President Hinckley said that despite the violence that has characterized this century "at the same time, this has been a century of enlightenment and progress. . . .

"And somehow under the providence of the Lord, my brothers and sisters, you and I have been born in this great season, in this the dispensation of the fulness of times when the God of heaven has restored to the earth all of the powers, the authority, the blessings of all previous dispensations of time. I thank the Lord every morning of my life for the land and time of my birth. How profoundly grateful we ought to be - a chosen generation, a holy congregation of Saints who, as I interpret, believe in God our Eternal Father and in His Son, the Lord Jesus Christ."

He said Church members are a peculiar people. "We are. It's wonderful to be a little different, isn't it, in this world?"

He said that while some accuse Church members of not being Christians, in actuality, "no group of people on the face of this whole earth believes in the divinity of the Lord Jesus Christ to the degree that we carry that belief.

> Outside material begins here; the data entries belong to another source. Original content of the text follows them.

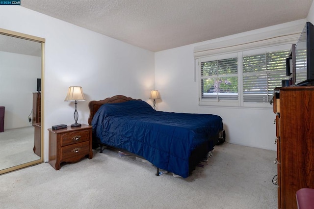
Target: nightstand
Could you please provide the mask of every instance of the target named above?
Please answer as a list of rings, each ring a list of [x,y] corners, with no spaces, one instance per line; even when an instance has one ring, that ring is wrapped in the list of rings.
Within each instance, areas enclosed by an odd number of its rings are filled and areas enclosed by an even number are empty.
[[[77,162],[83,157],[93,157],[92,127],[82,124],[79,127],[52,130],[49,131],[49,164],[60,169],[62,162]]]

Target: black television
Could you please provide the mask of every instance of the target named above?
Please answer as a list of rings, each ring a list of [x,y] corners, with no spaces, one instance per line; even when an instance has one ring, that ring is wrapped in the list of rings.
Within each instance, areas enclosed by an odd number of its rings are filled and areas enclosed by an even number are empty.
[[[295,45],[295,84],[296,86],[314,83],[314,26],[305,24]]]

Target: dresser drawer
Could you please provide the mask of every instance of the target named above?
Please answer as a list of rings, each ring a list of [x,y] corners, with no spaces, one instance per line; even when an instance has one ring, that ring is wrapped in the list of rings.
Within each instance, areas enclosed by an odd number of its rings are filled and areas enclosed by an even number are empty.
[[[89,153],[89,141],[78,143],[61,148],[61,159],[66,161],[67,158],[71,158],[76,160],[76,157],[81,157],[82,155]]]
[[[61,146],[89,141],[89,130],[67,132],[61,134]]]

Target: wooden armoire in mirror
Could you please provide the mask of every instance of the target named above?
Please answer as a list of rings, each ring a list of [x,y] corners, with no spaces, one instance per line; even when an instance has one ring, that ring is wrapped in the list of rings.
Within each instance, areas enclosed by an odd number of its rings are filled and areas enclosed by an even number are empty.
[[[0,28],[0,174],[44,161],[45,41]]]

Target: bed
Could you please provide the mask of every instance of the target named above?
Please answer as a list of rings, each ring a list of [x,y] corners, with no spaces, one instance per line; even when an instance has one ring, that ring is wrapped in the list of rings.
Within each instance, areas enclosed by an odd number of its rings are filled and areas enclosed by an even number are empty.
[[[157,111],[140,99],[123,95],[88,105],[93,147],[131,153],[183,178],[213,149],[223,130],[219,116]]]

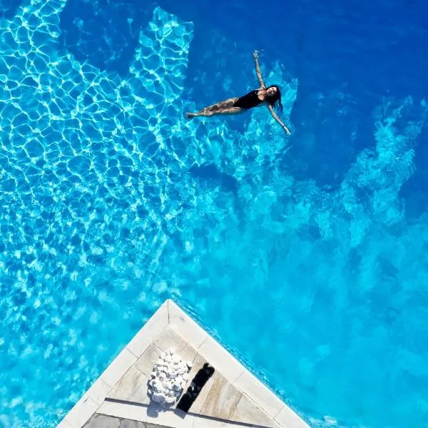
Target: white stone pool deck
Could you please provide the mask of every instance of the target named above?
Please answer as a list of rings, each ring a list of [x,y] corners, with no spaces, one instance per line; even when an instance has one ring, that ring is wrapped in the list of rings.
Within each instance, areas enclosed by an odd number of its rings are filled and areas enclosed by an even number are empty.
[[[148,382],[161,352],[215,369],[187,414],[151,402]],[[166,300],[85,392],[58,428],[308,428],[172,300]]]

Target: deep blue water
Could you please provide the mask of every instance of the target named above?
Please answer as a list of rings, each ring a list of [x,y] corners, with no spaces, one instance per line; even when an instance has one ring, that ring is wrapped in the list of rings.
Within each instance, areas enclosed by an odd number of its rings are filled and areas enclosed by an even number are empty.
[[[170,297],[311,426],[428,427],[428,5],[235,4],[0,0],[5,427],[55,426]],[[186,122],[255,49],[292,136]]]

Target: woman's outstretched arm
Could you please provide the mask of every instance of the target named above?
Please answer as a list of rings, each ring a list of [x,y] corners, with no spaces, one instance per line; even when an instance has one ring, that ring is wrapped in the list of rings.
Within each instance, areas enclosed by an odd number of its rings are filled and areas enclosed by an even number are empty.
[[[287,135],[291,135],[288,128],[287,128],[287,126],[285,126],[285,125],[281,122],[281,119],[280,119],[278,115],[273,110],[273,107],[272,106],[268,106],[268,108],[269,108],[269,111],[270,111],[270,114],[273,116],[273,118],[284,128],[284,131],[287,133]]]
[[[257,73],[257,77],[259,79],[260,86],[262,88],[265,88],[266,85],[265,85],[265,82],[263,81],[263,78],[262,77],[262,71],[260,70],[260,66],[258,63],[258,52],[257,51],[254,51],[253,56],[254,56],[254,61],[255,62],[255,73]]]

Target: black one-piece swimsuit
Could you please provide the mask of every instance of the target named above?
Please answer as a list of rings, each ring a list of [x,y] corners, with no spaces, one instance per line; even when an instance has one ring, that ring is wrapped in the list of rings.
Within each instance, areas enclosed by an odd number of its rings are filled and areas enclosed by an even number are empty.
[[[259,98],[258,93],[258,90],[248,92],[248,93],[246,95],[238,98],[238,100],[233,103],[233,107],[239,107],[240,108],[243,108],[244,110],[248,110],[249,108],[257,107],[263,102]]]

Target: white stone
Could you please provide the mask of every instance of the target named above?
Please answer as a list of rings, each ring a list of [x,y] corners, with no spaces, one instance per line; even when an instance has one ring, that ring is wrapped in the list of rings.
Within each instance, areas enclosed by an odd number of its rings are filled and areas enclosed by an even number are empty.
[[[165,399],[165,402],[167,404],[172,404],[175,401],[175,397],[167,397]]]
[[[152,399],[154,402],[156,402],[157,403],[159,403],[160,404],[163,405],[166,401],[166,397],[165,397],[165,394],[162,394],[162,392],[154,392],[152,396]]]
[[[160,354],[148,382],[152,399],[161,405],[173,404],[185,387],[191,363],[186,363],[170,349]]]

"We believe in God, the Eternal Father, and in His Son, Jesus Christ, and in the Holy Ghost. (Article of Faith 1.)

"That's the first declaration of our faith."

He bore his testimony that "this work is true. This great book

Book of MormonT is a voice verily speaking out of the dust to this generation declaring the divinity of the Lord Jesus Christ as the Son of the Living God to a world where it seems less and less is known concerning Him and His nature, without a searching of the heart and prayer to the Almighty for a testimony concerning Him. Every man and woman in this Church is entitled to a testimony of the truth of this work. . . .

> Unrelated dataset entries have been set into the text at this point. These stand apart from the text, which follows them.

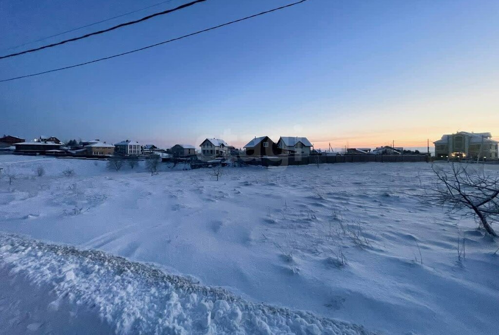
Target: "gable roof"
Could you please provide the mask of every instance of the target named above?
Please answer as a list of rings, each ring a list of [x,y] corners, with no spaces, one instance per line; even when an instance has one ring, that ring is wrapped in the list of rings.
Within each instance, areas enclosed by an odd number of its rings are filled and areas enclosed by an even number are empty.
[[[403,150],[401,150],[399,148],[392,148],[390,146],[385,146],[384,147],[377,148],[371,152],[373,154],[376,154],[378,152],[383,152],[384,150],[391,150],[392,152],[397,153],[398,154],[402,154],[403,151]]]
[[[458,132],[456,134],[446,134],[442,135],[442,138],[433,142],[434,144],[447,144],[448,138],[457,135],[464,135],[470,138],[470,143],[473,144],[482,143],[482,141],[489,143],[498,143],[497,141],[493,140],[492,134],[490,133],[470,133],[469,132]]]
[[[88,148],[89,147],[103,147],[105,148],[114,148],[114,146],[112,144],[109,144],[108,143],[104,143],[104,142],[97,142],[97,143],[92,143],[92,144],[89,144],[88,146],[85,146],[85,148]]]
[[[312,144],[306,137],[293,137],[292,136],[281,136],[279,141],[282,140],[286,147],[294,147],[296,143],[301,142],[305,147],[311,147]]]
[[[209,141],[212,144],[213,144],[215,147],[220,147],[221,144],[223,144],[226,147],[229,147],[229,145],[226,143],[223,140],[221,140],[220,139],[206,139],[201,144],[203,144],[207,141]]]
[[[175,147],[175,146],[179,146],[184,149],[196,149],[196,147],[192,146],[190,144],[176,144],[173,147]]]
[[[248,144],[244,147],[244,148],[253,148],[258,145],[260,142],[262,141],[264,139],[268,137],[267,136],[261,136],[261,137],[255,137],[251,141],[250,141]]]
[[[6,135],[4,134],[3,137],[0,137],[0,140],[1,140],[2,139],[6,139],[6,138],[8,138],[8,137],[11,137],[12,138],[17,139],[18,140],[25,140],[25,139],[22,138],[22,137],[19,137],[19,136],[14,136],[13,135]]]
[[[125,141],[122,141],[121,142],[118,142],[117,143],[115,143],[115,146],[127,146],[127,145],[141,145],[140,143],[139,143],[136,141],[130,141],[130,140],[126,140]]]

"I stand before you this morning, my brothers and sisters, as one who declares without equivocation that God our Eternal Father lives, an individual being, the Father of our spirit, the Creator and the Governor of the universe, the Almighty who is above all, whom we may approach in prayer, as His children. That Jesus is the promised Messiah, His Eternal Son, who wrought the atonement on Golgotha's lonely hill that you and I might have eternal life."

Elder Maxwell, in the general session address, spoke of the character of Jesus and admonished faith in the Lord.

"The most difficult aspect of discipleship is submission," he said. "I want to salute Jesus Christ for the atonement He wrought in our behalf."